I haven't seen Twilight nor have I read any of the books. After reading Caitlin Flanagan's December 2008 Atlantic article "What Girls Want" describing this series of vampire novels as a reflection of young adolescent girls' longings and desires, I am suddenly reminded of what it was like to be a young girl. Flanagan writes:
The salient fact of an adolescent girl’s existence is her need for a secret emotional life—one that she slips into during her sulks and silences, during her endless hours alone in her room, or even just when she’s gazing out the classroom window while all of Modern European History, or the niceties of the passé composé, sluice past her. This means that she is a creature designed for reading in a way no boy or man, or even grown woman, could ever be so exactly designed, because she is a creature whose most elemental psychological needs—to be undisturbed while she works out the big questions of her life, to be hidden from view while still in plain sight, to enter profoundly into the emotional lives of others—are met precisely by the act of reading.
And I suppose that time in my life is when I fell in love with books and reading. Flanagan writes later:
One of the signal differences between adolescent girls and boys is that while a boy quickly puts away childish things in his race to initiate a sexual life for himself, a girl will continue to cherish, almost to fetishize, the tokens of her little-girlhood. She wants to be both places at once—in the safety of girl land, with the pandas and jump ropes, and in the arms of a lover, whose sole desire is to take her completely. And most of all, as girls work all of this out with considerable anguish, they want to be in their rooms, with the doors closed and the declarations posted. The biggest problem for parents of teenage girls is that they never know who is going to come barreling out of that sacred space: the adorable little girl who wants to cuddle, or the hard-eyed young woman who has left it all behind.

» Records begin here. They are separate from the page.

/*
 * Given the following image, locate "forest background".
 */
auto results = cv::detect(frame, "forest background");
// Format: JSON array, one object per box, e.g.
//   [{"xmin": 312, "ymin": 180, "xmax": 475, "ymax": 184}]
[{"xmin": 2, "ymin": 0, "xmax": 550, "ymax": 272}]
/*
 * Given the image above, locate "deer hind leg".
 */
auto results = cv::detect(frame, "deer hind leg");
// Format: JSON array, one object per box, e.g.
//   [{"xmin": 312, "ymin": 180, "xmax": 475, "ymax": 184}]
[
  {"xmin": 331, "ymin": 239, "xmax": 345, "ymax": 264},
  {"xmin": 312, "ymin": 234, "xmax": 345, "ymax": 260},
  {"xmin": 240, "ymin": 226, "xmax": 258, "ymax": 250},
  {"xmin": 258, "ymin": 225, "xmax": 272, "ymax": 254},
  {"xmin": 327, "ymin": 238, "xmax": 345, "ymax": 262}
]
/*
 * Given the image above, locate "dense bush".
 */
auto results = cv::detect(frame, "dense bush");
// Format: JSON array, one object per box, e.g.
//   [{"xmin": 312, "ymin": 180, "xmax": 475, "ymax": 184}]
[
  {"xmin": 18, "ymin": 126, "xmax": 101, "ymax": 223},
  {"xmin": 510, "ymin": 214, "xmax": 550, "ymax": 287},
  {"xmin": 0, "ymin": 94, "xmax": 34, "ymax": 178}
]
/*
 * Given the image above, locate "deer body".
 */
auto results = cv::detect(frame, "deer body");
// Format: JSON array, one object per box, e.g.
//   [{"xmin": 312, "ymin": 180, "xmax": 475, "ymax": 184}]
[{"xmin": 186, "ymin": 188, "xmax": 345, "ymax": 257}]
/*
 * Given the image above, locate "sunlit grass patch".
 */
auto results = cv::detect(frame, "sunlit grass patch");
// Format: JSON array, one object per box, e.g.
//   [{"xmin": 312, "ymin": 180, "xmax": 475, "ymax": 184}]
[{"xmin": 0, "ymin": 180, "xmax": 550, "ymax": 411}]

Okay, I'll admit it. I am very seriously considering reading The Twilight Saga books. Flanagan describes the series as a true story of teenage love:
The Twilight series is not based on a true story, of course, but within it is the true story, the original one. Twilight centers on a boy who loves a girl so much that he refuses to defile her, and on a girl who loves him so dearly that she is desperate for him to do just that, even if the wages of the act are expulsion from her family and from everything she has ever known. We haven’t seen that tale in a girls’ book in a very long time. And it’s selling through the roof.
This isn't to say that I miss being a teenager. I'd hardly call it the best time of my life. But it was a wonderful time when all things were possible, responsibilities were few, and we were too naive to believe the cold hard truth of the world.
And Flanagan's January/February 2006 article "Are You There God? It's Me, Monica" (linked from the article about Twilight) about the rumored oral sex craze in teenagers today is shocking. I was so innocent in my teen years. So were most of my friends. My how times have changed.